The enquiry will look at the way freeholders charge for the management and maintenance of leasehold homes in England and Wales.
The OFT will look at the behaviour of council and housing association freeholders as well as private ones.
The enquiry will report by the end of 2014.
The OFT estimates that there are about five million people in England and Wales living in flats they own as leaseholders.
That is where the flat is owned by someone with a lease, but the ownership of the building, whether a block of flats or a converted house, is in the hands of a separate freeholder.
The leaseholders typically pay an annual service charge to their freeholder for the upkeep of the building.
It has long been claimed that some freeholders, or the managing agents they employ, overcharge for the cost of cleaning, maintenance or repair.

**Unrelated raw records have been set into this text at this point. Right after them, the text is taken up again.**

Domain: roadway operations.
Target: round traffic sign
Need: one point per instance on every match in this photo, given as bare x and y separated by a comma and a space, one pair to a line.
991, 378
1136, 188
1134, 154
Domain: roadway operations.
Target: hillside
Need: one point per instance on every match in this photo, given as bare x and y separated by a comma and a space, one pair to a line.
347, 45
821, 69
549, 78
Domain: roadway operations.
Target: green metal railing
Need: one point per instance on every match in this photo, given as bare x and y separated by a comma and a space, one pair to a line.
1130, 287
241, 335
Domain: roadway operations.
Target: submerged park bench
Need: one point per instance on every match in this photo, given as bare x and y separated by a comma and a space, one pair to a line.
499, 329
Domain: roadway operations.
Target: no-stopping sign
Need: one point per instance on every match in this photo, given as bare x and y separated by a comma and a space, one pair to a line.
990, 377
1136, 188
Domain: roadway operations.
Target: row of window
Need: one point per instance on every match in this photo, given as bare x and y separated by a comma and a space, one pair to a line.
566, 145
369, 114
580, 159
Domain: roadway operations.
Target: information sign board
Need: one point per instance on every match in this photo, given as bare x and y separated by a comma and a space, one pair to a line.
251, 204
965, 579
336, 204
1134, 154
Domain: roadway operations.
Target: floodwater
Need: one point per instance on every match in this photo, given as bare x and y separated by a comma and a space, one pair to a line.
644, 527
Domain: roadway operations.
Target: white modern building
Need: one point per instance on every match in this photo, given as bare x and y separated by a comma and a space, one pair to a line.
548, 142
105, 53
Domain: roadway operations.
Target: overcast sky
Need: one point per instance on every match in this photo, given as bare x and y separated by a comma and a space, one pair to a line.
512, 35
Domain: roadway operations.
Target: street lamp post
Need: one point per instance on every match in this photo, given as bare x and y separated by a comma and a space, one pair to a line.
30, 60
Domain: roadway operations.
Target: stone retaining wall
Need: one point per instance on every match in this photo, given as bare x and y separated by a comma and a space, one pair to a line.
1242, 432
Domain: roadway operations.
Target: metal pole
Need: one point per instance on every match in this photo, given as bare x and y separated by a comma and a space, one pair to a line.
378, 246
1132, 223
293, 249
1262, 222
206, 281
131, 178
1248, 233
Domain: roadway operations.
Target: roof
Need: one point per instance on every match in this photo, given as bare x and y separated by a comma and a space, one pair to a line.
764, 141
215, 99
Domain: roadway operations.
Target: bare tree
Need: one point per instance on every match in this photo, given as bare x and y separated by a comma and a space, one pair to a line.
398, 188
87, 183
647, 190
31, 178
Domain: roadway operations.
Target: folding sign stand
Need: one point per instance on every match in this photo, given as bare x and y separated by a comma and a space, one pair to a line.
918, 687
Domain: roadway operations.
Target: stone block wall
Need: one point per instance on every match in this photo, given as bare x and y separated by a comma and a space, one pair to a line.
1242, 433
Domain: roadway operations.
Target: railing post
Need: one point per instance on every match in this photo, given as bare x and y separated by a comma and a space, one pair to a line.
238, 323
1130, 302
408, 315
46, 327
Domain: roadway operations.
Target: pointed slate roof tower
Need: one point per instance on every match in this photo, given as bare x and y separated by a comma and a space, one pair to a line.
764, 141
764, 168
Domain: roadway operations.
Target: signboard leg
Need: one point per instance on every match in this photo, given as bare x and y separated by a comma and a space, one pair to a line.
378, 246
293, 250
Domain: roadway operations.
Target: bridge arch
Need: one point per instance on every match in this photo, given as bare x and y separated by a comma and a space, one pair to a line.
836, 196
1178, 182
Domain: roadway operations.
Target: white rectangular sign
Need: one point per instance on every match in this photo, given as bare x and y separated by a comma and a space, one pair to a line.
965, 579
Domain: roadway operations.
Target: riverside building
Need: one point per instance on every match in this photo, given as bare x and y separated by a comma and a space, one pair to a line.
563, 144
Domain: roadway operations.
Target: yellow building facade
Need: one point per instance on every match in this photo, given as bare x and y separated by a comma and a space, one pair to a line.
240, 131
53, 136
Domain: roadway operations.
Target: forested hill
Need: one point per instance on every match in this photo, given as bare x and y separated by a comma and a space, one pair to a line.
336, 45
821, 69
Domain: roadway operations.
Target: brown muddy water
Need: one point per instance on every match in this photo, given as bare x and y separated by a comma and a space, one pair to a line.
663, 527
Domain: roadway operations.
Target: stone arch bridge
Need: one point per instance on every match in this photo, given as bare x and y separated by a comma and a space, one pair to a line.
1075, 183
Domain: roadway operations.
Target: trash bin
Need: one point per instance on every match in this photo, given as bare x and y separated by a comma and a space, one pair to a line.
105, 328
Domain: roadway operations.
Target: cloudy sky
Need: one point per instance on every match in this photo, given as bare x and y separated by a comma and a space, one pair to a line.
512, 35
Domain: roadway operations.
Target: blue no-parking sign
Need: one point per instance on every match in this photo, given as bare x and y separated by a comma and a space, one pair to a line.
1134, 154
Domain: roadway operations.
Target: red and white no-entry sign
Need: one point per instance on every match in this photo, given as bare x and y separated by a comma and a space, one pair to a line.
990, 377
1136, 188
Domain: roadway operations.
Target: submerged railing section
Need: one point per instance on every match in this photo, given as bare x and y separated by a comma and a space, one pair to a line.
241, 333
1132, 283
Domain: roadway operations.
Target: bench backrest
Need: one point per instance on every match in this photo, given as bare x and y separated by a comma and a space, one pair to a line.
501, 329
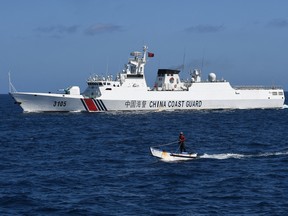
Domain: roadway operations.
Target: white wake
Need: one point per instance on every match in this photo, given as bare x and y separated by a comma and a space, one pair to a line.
241, 156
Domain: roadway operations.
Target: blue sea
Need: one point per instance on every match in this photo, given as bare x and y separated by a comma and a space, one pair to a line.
100, 163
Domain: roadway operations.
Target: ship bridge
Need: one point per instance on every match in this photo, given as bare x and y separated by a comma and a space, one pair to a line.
168, 80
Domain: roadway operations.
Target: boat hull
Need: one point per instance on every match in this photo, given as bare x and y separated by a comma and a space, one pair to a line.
150, 101
44, 102
167, 156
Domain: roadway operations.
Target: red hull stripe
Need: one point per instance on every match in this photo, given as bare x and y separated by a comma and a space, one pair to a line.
90, 104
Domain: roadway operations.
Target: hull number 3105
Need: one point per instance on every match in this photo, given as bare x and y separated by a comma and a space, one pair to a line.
59, 103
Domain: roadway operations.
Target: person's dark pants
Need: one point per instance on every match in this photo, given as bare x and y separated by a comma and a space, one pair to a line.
182, 147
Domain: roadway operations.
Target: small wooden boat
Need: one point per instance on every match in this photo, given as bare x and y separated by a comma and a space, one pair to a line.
168, 156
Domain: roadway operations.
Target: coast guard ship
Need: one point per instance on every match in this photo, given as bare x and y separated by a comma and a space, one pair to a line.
129, 91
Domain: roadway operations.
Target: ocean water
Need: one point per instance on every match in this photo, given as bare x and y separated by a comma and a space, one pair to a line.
100, 164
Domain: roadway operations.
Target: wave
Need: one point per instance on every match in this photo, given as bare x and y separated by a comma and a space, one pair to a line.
224, 156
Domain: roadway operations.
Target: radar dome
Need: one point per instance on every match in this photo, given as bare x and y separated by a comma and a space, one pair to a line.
212, 77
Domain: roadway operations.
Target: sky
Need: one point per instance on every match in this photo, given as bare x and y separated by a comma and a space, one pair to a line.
48, 45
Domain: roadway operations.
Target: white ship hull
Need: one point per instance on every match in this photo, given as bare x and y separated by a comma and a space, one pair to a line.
151, 100
129, 92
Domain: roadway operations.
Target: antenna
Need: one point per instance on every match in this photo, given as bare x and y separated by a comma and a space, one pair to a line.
184, 56
11, 87
202, 63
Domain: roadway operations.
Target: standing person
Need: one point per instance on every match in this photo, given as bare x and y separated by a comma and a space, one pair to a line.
181, 142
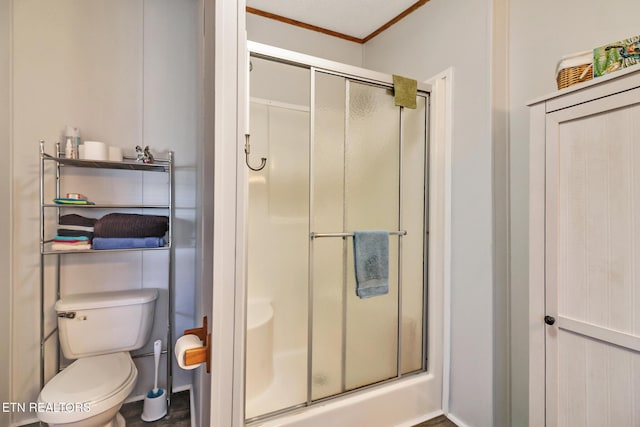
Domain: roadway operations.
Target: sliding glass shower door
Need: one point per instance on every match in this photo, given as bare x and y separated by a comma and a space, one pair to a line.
341, 158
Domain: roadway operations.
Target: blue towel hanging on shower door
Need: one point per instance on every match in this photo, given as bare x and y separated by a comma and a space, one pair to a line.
371, 262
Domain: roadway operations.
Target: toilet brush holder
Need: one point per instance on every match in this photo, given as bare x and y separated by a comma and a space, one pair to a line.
155, 406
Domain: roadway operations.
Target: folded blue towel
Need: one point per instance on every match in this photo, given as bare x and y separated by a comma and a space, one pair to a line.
127, 242
371, 262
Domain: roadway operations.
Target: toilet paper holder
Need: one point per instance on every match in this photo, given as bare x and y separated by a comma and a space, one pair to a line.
195, 356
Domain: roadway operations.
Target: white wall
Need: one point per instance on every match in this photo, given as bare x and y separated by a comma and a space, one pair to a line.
5, 208
442, 34
125, 72
274, 33
541, 33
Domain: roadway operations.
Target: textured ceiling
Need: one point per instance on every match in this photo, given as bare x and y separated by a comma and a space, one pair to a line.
356, 18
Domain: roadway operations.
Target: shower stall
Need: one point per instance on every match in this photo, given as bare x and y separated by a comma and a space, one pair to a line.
340, 157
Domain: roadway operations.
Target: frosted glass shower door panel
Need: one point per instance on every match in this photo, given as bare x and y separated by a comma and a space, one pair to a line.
413, 266
372, 203
328, 253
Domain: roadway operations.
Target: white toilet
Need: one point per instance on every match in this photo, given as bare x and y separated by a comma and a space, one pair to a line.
99, 330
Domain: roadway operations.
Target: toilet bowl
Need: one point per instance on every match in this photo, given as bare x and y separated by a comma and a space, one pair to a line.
91, 390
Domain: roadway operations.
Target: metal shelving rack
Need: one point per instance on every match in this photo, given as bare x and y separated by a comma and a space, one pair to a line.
159, 165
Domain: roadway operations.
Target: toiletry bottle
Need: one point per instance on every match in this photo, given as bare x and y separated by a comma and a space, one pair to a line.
68, 148
72, 134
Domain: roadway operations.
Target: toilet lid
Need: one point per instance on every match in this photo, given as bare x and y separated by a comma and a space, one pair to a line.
90, 379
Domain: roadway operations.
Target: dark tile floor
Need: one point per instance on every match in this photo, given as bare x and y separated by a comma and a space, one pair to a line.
179, 414
440, 421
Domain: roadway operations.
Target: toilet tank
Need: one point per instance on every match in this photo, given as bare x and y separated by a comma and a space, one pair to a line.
105, 322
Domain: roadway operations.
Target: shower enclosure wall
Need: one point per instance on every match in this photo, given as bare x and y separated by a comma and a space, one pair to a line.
340, 157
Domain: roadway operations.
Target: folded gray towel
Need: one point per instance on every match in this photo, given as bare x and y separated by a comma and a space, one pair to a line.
371, 262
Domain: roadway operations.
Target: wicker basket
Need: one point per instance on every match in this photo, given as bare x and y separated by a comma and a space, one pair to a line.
574, 68
572, 75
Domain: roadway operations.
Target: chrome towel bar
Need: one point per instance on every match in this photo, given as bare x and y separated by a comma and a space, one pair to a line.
314, 235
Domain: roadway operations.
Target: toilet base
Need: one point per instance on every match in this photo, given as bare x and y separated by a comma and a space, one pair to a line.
119, 421
100, 420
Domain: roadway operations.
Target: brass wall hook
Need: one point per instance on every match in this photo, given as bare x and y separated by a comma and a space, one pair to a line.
247, 151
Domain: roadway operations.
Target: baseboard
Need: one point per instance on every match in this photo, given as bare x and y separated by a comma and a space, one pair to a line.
456, 421
421, 419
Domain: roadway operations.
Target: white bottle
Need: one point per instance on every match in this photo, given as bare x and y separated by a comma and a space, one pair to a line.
73, 134
69, 152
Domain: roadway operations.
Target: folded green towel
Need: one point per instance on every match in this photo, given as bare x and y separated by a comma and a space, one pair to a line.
405, 91
64, 201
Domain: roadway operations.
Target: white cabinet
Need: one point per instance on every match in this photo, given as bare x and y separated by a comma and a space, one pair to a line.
585, 255
126, 187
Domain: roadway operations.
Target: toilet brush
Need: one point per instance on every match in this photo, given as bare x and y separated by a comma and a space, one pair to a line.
155, 402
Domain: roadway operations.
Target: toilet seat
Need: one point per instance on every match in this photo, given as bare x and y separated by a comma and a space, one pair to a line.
87, 387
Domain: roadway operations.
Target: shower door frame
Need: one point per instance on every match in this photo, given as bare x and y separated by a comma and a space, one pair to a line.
314, 64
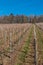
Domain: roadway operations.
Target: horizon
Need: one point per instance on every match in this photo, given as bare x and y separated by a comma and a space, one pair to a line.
19, 7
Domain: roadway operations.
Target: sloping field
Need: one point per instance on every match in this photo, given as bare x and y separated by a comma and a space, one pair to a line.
21, 44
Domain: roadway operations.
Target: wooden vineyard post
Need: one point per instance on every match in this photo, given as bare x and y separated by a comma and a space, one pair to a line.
36, 52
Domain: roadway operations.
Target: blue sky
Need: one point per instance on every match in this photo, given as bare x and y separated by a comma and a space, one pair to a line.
26, 7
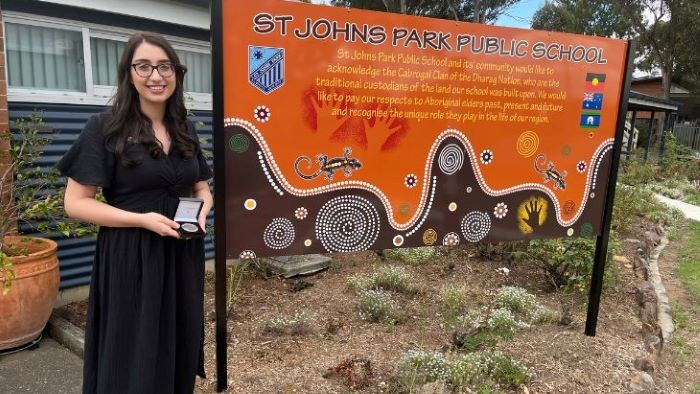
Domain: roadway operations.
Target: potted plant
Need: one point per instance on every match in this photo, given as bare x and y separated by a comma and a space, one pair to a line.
29, 276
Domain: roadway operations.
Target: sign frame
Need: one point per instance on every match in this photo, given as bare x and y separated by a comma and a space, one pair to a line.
220, 180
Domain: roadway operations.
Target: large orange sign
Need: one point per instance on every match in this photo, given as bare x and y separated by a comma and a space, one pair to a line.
351, 130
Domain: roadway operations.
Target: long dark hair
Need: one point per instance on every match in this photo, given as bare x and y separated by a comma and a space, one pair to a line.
129, 124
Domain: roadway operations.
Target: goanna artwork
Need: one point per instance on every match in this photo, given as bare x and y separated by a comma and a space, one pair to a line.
350, 146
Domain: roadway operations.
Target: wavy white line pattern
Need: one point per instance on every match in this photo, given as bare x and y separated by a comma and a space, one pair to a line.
253, 130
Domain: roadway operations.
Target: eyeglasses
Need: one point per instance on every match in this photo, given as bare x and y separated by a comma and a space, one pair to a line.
144, 70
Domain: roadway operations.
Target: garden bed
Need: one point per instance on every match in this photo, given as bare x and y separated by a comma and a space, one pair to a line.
307, 334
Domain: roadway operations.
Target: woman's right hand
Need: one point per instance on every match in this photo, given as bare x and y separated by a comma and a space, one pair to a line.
160, 225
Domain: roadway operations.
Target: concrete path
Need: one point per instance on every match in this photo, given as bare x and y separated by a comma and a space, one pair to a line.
690, 211
50, 368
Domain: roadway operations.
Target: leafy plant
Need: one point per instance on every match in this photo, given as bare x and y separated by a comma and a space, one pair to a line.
378, 306
28, 191
413, 256
389, 278
299, 324
453, 299
463, 372
515, 299
504, 323
566, 262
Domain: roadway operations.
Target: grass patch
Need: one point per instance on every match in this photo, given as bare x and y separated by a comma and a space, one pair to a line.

Rogue freeholders are frequently accused of:
- deliberately overcharging their leaseholders for the cost of maintaining their buildings, including overcharging for buildings' insurance
- demanding payment for work that is done badly, or even not at all
- colluding with the maintenance firms they employ, in which they may also have a financial stake, to inflate the real cost of the service charges that are levied on their leaseholders
"Service charges for the maintenance of a building can be substantial and we want to make sure that leaseholders are getting a fair deal," said Rachel Merelie of the OFT.
"We are concerned that management agents and freeholders may not be incentivised to keep maintenance costs down and that leaseholders may not receive value for money," she added.
The OFT said it had received more than 250 responses when it first consulted on having an enquiry. These came from leaseholders, residents' associations, property managers, freeholders, trade associations and action groups.
It was particularly concerned by stories of elderly leaseholders living in retirement flats who were being exploited by their freeholders.
Joe Oldman of the charity Age UK said he was very pleased the OFT was taking action.
"We have dealt with many cases of older people in retirement homes being unhappy with unfair service charges and not being able to untangle them.
"Sometimes they are not told what the charges are before they move into retirement accommodation, or about the exit charges if they leave," he said.